Execute MLCP Content Load Command as a schedule ta

2019-07-20 14:21发布

问题:

Is there any possible way to bulk load data using MLCP as a scheduled task in Marklogic

回答1:

You can't invoke mlcp via a scheduled task; I recommend trying something like Apache Camel for this.

Camel has a Timer component and a Quartz component, either of which can be used for scheduling.

And here's an example Camel file with a route (commented out, but still operable) that is initiated by a Timer which then writes a file to disk and ingests it via mlcp - https://github.com/rjrudin/ml-camel-client/blob/master/src/main/resources/META-INF/camel-routes.xml .
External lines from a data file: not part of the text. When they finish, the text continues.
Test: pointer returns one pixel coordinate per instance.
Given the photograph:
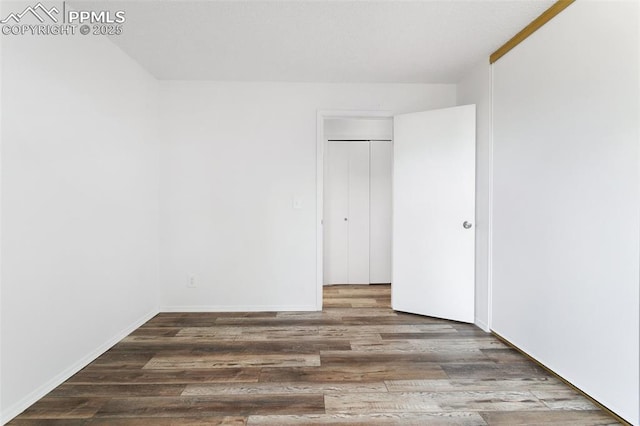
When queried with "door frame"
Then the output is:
(322, 115)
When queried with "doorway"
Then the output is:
(354, 198)
(357, 201)
(433, 209)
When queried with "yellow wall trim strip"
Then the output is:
(545, 17)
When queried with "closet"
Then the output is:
(357, 202)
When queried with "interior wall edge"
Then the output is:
(75, 367)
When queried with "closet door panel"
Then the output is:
(380, 217)
(358, 219)
(336, 208)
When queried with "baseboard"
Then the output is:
(56, 381)
(238, 308)
(482, 325)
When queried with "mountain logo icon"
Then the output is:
(38, 11)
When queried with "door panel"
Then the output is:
(358, 223)
(434, 194)
(380, 217)
(336, 208)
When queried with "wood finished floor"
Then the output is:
(356, 362)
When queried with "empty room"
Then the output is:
(250, 212)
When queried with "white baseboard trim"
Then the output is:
(239, 308)
(482, 325)
(17, 408)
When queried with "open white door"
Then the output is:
(434, 212)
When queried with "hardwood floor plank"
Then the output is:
(202, 362)
(64, 408)
(102, 390)
(284, 388)
(178, 421)
(364, 403)
(494, 371)
(529, 384)
(487, 401)
(234, 405)
(351, 373)
(140, 376)
(405, 419)
(346, 357)
(563, 399)
(540, 418)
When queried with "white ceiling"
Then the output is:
(319, 41)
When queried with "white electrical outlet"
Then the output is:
(191, 281)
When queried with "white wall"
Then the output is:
(79, 207)
(566, 199)
(236, 156)
(475, 88)
(358, 128)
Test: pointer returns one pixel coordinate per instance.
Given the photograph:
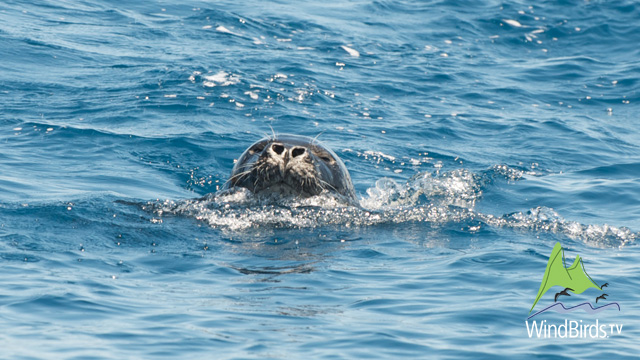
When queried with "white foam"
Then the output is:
(352, 52)
(221, 78)
(513, 23)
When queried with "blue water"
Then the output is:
(477, 134)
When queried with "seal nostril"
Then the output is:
(297, 152)
(277, 148)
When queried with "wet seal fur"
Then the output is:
(292, 165)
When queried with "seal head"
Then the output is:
(292, 165)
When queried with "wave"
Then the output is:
(586, 306)
(438, 198)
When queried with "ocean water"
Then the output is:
(477, 134)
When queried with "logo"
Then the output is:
(574, 280)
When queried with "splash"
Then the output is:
(436, 198)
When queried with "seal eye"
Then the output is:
(256, 149)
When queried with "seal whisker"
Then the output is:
(291, 165)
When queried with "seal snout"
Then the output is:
(294, 165)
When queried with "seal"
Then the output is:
(292, 165)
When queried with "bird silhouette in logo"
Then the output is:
(563, 292)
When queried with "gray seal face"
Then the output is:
(294, 165)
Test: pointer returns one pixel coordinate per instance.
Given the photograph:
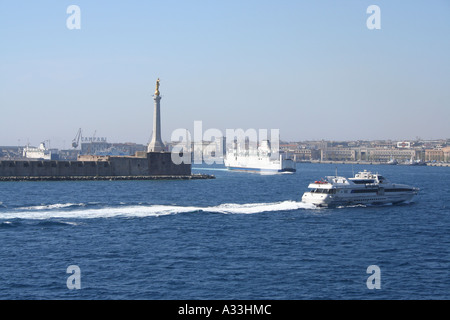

I've had good success with doing all kinds of processing/scheduling in Camel and then ultimately ingesting content via mlcp. I think it's a good fit for your use case here so you can leverage what mlcp does best - get content into MarkLogic as fast as possible.



回答2:

Scheduled tasks inside MarkLogic can call external services (using HTTP), but they don't have a way to run an external command. You do have some options:

  • schedule the MLCP job externally, using cron on Linux or something along those lines;
  • restructure your load using JavaScript or XQuery; you can retrieve data from a file system, run it through some transforms, and insert it into the database using modules running in MarkLogic;
  • set up a Java app server, have your scheduled task make an HTTP request to that server and have the Java app server call MLCP

I think I'd start with the first option, but which one is best depends on your use case.